The unique functional role of the C-HS hydrogen bond in the substrate specificity and enzyme catalysis of type 1 methionine aminopeptidase.

It is intriguing how nature attains recognition specificity between molecular interfaces where there is no apparent scope for classical hydrogen bonding or polar interactions. Methionine aminopeptidase (MetAP) is one such enzyme where this fascinating conundrum is at play. In this study, we demonstrate that a unique C-HS hydrogen bond exists between the enzyme methionine aminopeptidase (MetAP) and its N-terminal-methionine polypeptide substrate, which allows specific interaction between apparent apolar interfaces, imposing a strict substrate recognition specificity and efficient catalysis, a feature replicated in Type I MetAPs across all kingdoms of life.
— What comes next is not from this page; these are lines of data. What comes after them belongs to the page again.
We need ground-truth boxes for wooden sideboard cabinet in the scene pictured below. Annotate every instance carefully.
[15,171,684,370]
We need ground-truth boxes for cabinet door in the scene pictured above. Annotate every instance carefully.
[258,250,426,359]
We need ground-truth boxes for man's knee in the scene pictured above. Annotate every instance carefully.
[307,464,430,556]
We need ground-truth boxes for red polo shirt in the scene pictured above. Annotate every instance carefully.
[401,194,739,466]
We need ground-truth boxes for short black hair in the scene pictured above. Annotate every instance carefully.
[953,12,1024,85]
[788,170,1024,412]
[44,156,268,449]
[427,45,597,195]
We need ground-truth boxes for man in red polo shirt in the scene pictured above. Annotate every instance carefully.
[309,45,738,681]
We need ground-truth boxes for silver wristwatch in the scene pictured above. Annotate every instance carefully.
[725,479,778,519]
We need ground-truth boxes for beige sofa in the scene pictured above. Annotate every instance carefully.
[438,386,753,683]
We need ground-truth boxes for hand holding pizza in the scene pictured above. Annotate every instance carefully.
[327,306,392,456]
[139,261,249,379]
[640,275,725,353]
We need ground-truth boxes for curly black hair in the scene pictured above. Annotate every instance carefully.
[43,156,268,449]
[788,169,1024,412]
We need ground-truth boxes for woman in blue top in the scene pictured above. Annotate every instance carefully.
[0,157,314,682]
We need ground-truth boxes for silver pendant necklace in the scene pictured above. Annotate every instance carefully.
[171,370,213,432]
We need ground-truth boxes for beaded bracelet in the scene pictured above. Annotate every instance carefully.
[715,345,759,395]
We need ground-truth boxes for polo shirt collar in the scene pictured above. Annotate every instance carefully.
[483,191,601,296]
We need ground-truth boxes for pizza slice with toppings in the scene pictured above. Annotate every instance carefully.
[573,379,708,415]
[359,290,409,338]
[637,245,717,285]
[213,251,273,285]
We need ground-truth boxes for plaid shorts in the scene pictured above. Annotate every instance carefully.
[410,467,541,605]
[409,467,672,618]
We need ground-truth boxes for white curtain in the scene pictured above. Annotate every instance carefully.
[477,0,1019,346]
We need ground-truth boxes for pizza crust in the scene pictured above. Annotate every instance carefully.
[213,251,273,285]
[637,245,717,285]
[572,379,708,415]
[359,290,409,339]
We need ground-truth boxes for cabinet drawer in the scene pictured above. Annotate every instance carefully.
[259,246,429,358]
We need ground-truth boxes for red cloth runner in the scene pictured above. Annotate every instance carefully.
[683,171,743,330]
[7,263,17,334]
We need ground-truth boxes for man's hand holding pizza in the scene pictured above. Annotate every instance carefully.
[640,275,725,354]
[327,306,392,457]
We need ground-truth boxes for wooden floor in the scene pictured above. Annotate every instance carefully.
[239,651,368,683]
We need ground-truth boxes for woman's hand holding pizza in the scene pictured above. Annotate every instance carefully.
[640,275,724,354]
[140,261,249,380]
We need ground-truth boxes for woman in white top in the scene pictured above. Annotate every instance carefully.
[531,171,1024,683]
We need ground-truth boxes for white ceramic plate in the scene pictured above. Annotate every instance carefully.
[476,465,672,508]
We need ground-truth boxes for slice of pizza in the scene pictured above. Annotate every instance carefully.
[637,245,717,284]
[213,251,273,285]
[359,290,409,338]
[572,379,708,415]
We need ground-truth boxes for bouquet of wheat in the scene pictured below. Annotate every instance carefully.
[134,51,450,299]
We evidence this evolutionarily conserved C-HS hydrogen bond through enzyme assays on wild-type and mutant MetAP proteins from Mycobacterium tuberculosis that show a drastic difference in catalytic efficiency. The X-ray crystallographic structure of the methionine bound protein revealed a conserved water bridge and short contacts involving the Met side-chain, a feature also observed in MetAPs from other organisms. Thermal shift assays showed a remarkable 3.3 °C increase in melting temperature for methionine bound protein compared to its norleucine homolog, where C-HS interaction is absent. The presence of C-HS hydrogen bonding was also corroborated by nuclear magnetic resonance spectroscopy through a change in chemical shift. Computational chemistry studies revealed the unique role of the electrostatic environment in facilitating the C-HS interaction. The significance of this atypical hydrogen bond is underscored by the fact that the function of MetAP is essential for any living cell.